Administrative History
The Pembroke Center for Teaching and Research on Women at Brown University began documenting women's history at Brown nearly at its inception. In 1982, Founding Director Joan Wallach Scott, the first Chair of the Pembroke Center Associates (now known as the Friends of the Pembroke Center) Christine Dunlap Farnham '48, and Brown Corporation members Ruth B. Ekstrom '53 and Nancy L. Buc '65 questioned the University's handling of historical records related to the merger of Pembroke and the men's college. Due in part to this concern, the group identified a need to collect archives and began by gathering oral histories from notable alumnae. The resulting batch of interviews would create the first special collection curated by the Pembroke Center – known as Brown Women Speak until 2019 when it was renamed the Pembroke Center Oral History Project. In 1987, five years after the oral history project was launched, the Pembroke Center and the Brown University Library established a permanent women's history archive at Brown. In subsequent years, an effort was undertaken to identify women's history buried or mislabeled within the John Hay Library collections, resulting in the Research Guide to the Christine Dunlap Farnham Archive published in 1989. Between 1990 and 2002, the Pembroke Center's archival initiative focused on documenting women's history through oral interviews.
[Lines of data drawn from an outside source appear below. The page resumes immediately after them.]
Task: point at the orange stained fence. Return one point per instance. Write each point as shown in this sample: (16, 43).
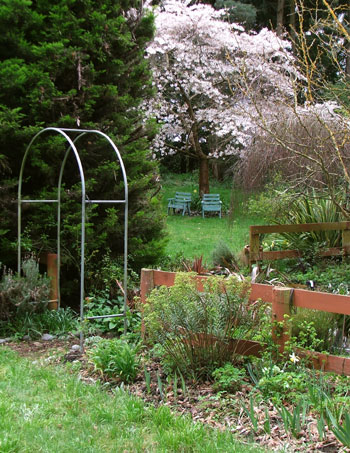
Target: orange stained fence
(282, 301)
(254, 252)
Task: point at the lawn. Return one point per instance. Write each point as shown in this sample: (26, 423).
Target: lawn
(45, 409)
(195, 236)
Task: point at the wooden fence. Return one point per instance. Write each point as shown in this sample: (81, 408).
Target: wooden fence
(282, 300)
(254, 252)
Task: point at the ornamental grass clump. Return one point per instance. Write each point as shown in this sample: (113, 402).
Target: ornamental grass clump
(23, 294)
(197, 330)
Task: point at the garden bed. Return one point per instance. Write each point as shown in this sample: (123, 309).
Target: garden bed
(220, 410)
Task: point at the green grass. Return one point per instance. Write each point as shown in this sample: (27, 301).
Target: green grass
(47, 410)
(195, 236)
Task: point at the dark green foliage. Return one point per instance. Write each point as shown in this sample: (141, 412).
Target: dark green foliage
(68, 64)
(59, 322)
(195, 328)
(101, 304)
(115, 358)
(23, 294)
(228, 378)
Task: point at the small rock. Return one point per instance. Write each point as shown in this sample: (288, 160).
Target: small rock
(75, 347)
(47, 337)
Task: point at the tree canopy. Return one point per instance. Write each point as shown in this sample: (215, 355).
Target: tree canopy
(196, 57)
(80, 64)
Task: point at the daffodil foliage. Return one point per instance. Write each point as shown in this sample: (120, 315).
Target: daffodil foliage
(197, 58)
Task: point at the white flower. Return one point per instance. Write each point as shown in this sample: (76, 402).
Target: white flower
(293, 358)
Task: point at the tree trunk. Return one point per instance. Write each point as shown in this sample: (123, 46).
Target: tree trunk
(279, 21)
(203, 176)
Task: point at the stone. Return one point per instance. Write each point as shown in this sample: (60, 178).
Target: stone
(75, 347)
(47, 337)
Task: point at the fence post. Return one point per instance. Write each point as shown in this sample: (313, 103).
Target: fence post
(52, 272)
(147, 284)
(254, 246)
(281, 303)
(346, 242)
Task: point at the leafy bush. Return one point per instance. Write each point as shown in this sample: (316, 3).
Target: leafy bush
(228, 378)
(313, 207)
(328, 275)
(27, 294)
(313, 329)
(195, 328)
(224, 257)
(100, 304)
(278, 384)
(116, 359)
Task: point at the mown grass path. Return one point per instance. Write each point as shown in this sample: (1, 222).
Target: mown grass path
(45, 409)
(195, 236)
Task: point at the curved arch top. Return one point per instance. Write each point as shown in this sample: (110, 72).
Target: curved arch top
(72, 142)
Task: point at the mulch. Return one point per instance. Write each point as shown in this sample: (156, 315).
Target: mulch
(195, 399)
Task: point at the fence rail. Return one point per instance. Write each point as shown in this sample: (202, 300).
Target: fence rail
(282, 301)
(255, 253)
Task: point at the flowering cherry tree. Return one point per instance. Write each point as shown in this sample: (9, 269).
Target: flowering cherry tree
(196, 57)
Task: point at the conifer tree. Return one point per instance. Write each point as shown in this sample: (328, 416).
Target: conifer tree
(77, 64)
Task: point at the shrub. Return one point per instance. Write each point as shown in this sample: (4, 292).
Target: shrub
(195, 328)
(312, 207)
(313, 329)
(224, 257)
(279, 384)
(27, 294)
(101, 304)
(116, 359)
(228, 378)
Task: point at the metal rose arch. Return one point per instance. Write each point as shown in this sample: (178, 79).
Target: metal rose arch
(72, 142)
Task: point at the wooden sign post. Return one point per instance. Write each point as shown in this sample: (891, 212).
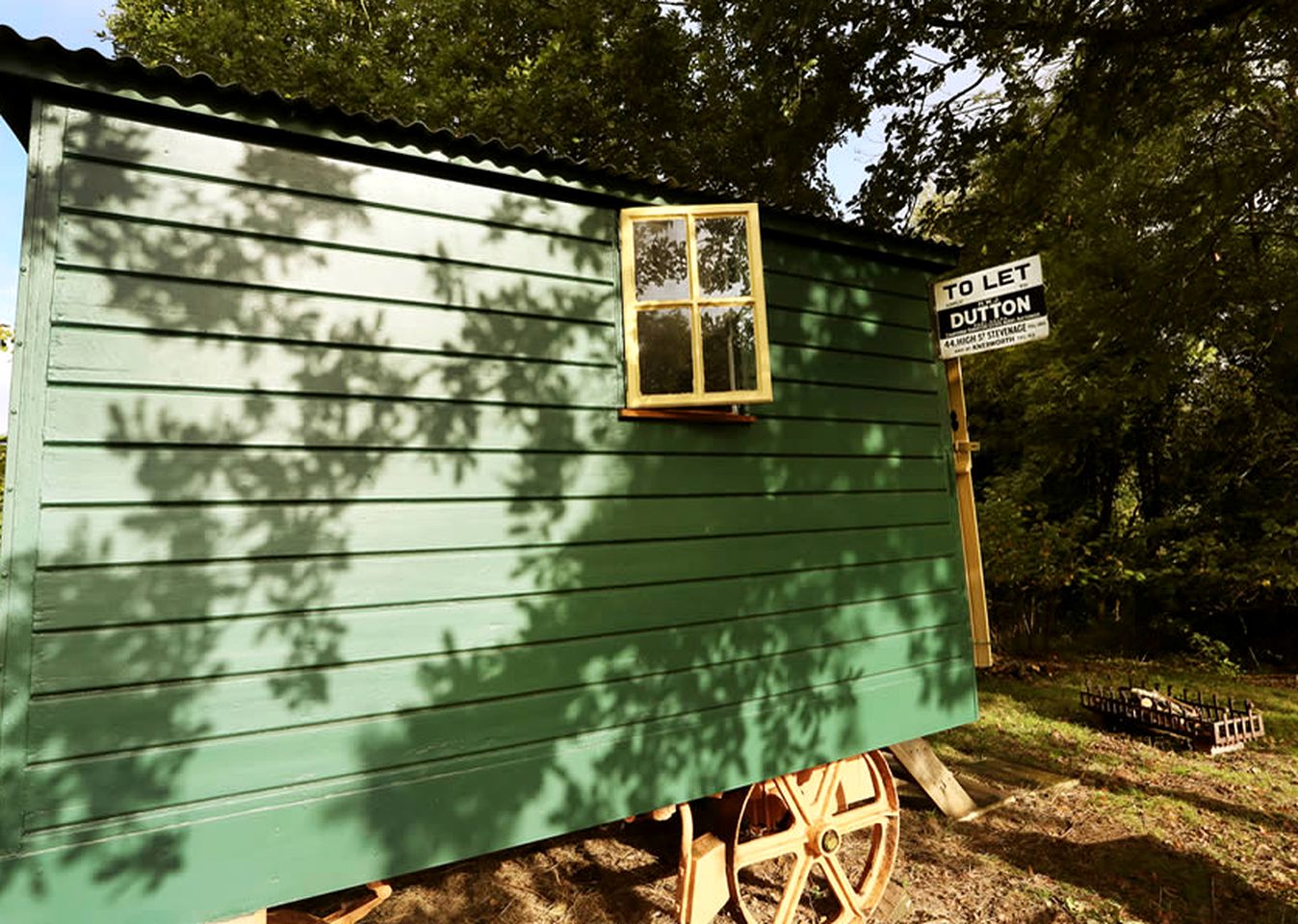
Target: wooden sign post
(969, 517)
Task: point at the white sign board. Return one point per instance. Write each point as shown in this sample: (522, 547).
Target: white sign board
(993, 308)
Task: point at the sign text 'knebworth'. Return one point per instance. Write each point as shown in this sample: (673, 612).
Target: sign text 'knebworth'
(999, 306)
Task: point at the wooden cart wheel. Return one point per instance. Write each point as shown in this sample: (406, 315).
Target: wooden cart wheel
(817, 845)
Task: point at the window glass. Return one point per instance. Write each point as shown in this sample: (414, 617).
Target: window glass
(662, 261)
(666, 357)
(730, 348)
(722, 256)
(693, 306)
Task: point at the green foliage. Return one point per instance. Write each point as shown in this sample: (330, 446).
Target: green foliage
(736, 99)
(1144, 451)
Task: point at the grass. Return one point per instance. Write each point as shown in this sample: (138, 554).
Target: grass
(1155, 832)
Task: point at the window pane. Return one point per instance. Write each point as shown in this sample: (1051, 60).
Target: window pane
(730, 348)
(662, 271)
(666, 361)
(722, 256)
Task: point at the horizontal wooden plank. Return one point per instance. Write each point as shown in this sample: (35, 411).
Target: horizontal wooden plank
(832, 402)
(111, 535)
(831, 366)
(219, 308)
(123, 357)
(89, 356)
(116, 191)
(261, 760)
(122, 245)
(621, 681)
(82, 414)
(847, 301)
(326, 834)
(278, 167)
(163, 474)
(888, 596)
(851, 269)
(116, 595)
(801, 328)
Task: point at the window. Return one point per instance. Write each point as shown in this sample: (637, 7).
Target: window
(693, 306)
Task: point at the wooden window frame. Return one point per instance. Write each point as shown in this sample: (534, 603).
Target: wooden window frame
(631, 308)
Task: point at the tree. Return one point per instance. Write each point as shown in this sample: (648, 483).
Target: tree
(1146, 148)
(1144, 449)
(744, 99)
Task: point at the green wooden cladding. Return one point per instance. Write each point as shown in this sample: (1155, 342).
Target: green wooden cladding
(331, 559)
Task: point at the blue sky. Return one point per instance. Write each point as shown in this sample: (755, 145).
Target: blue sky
(73, 23)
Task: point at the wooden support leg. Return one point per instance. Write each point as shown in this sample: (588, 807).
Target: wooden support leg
(701, 884)
(933, 778)
(969, 517)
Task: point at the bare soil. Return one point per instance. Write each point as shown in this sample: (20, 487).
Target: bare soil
(1153, 834)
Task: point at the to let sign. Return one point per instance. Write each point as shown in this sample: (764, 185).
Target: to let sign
(993, 308)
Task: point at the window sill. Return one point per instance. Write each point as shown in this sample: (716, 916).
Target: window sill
(688, 414)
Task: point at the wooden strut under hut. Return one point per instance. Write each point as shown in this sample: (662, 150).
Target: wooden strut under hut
(965, 449)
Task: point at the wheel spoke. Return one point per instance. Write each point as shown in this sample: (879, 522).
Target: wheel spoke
(843, 887)
(767, 848)
(827, 789)
(793, 890)
(794, 797)
(864, 816)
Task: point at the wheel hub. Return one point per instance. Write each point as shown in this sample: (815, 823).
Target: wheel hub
(828, 841)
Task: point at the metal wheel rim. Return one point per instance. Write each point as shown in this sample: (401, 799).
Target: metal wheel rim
(820, 814)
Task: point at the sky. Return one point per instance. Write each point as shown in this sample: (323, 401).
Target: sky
(74, 22)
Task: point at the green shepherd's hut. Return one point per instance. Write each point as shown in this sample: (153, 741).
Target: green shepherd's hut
(379, 498)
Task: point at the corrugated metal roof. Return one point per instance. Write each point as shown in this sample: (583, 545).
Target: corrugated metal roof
(43, 59)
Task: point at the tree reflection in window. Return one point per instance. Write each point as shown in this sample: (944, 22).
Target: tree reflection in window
(722, 256)
(666, 356)
(662, 261)
(694, 306)
(730, 348)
In 2007, the Pembroke Center reaffirmed its partnership with the John Hay Library to ensure that women's history was not being lost and that new women's history collections were being preserved. According to the agreement, the Pembroke Center would identify, process, and manage the collections, while the Hay Library would provide cataloging technologies, research services, and long-term storage. In approximately 2010, nomenclature surrounding the archives initiative evolved to describe the Christine Dunlap Farnham Archive and Feminist Theory Archive, established in 2003, as unique entities that are known collectively as the Pembroke Center Archives. In 2023, nomenclature for the Archives changed again. With advice and consent from the Pembroke Friends and to promote intuitive research, the Pembroke Center Archives ceased using "Christine Dunlap Farnham" to describe an area of collecting. Instead, the Pembroke Archives describes its collecting focus in three areas: women and gender at Brown, feminist activism in Rhode Island, and Feminist theory and thinking. Today, the Archives continue to be managed and curated by the Nancy L. Buc '65 LLD'94 hon Pembroke Center Archivist and the Assistant Archivist. Together, the staff promote access to the Archives, provide instructional sessions for college classes, and support students, faculty, and other scholars who wish to conduct primary research on gender and sexuality.
For more information on the history of women's history archives in the United States, please see "Women's Archives and Women's History", Joan Wallach Scott's comments on the dedication of the Christine Dunlap Farnham Archive, October 10, 1986.